Rob and I then went to speak to the Minister about JJ Holland Park. She queried whether it was just the park we were concerned with or the road tunnel itself. We responded it was both .She then proceeded to say that she was stuck on the Westgate freeway and something had to be done for the West (which reflects the Gillard -Shorten submission it appears that this is now the new dog whistling of the Government- they have moved from connecting the Eastern Freeway to the West to we need to relieve the congestion off the Westgate to allow the West access to the CBD.She rationalised it as this if you have a road tunnel and the freight trucks that are heading East use the Eddington Road Tunnel instead of the Westgate the "modelling" as she put it plays out that this will alleviate the congestion on the Westgate. I then had a light bulb moment: I realised - the Eddington Road Tunnel is all about freight. It is that simple -I have not been able to understand it until now because the Eddington report could did not justify the road tunnel and in fact as Mike Scott from Plainsphere summarised about the Eddington Report in his submission stated :
" A whole chapter is devoted to advancing the argument that there is latent demand for a new east-west route crossing the Maribyrnong River. Latent, because the counts at the Eastern Freeway exit fail to justify such a link. Evidence of need has been inferred from screen counts as far a field as Brunswick and the CBD.

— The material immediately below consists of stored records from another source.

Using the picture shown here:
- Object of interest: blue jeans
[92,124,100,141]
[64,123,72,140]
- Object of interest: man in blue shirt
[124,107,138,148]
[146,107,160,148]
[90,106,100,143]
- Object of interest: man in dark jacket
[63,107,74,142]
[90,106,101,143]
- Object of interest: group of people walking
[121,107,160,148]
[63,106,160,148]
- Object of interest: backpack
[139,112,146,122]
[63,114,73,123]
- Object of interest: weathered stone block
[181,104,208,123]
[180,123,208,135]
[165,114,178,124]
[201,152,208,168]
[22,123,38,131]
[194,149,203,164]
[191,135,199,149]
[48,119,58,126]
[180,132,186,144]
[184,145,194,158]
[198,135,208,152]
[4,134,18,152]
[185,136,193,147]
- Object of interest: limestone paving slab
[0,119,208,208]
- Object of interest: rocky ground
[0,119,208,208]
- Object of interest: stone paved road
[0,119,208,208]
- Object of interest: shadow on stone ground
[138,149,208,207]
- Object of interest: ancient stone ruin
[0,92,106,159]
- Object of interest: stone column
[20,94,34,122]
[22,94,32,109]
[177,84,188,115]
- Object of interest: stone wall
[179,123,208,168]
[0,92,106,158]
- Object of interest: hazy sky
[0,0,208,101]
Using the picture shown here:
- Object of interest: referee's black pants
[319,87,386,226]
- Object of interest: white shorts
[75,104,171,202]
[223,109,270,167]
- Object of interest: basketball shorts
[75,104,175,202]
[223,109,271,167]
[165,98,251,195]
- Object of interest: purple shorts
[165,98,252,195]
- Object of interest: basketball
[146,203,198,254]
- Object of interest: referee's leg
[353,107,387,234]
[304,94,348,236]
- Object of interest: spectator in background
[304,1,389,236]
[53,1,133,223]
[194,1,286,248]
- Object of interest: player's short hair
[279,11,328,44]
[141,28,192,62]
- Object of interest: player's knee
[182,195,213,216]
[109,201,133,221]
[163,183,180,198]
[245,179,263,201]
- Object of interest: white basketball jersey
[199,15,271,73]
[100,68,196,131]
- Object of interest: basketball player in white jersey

This "predict" analysis takes little or no account of the impact of anticipated federal climate change initiatives that will arise from the Garnaut process. Nor does it give weight to current state policies aimed at improving the sustainability of the metro-urban form, such as Melbourne 2030."
However the most articulate and pithy comment of the day went to Carlo Carli member for Brunswick (and the spiritual leader of the No Road Tunnel Campaign)-what about the elephant in the room - the Eddington Road tunnel? Good question Carlo -maybe we need to workshop that.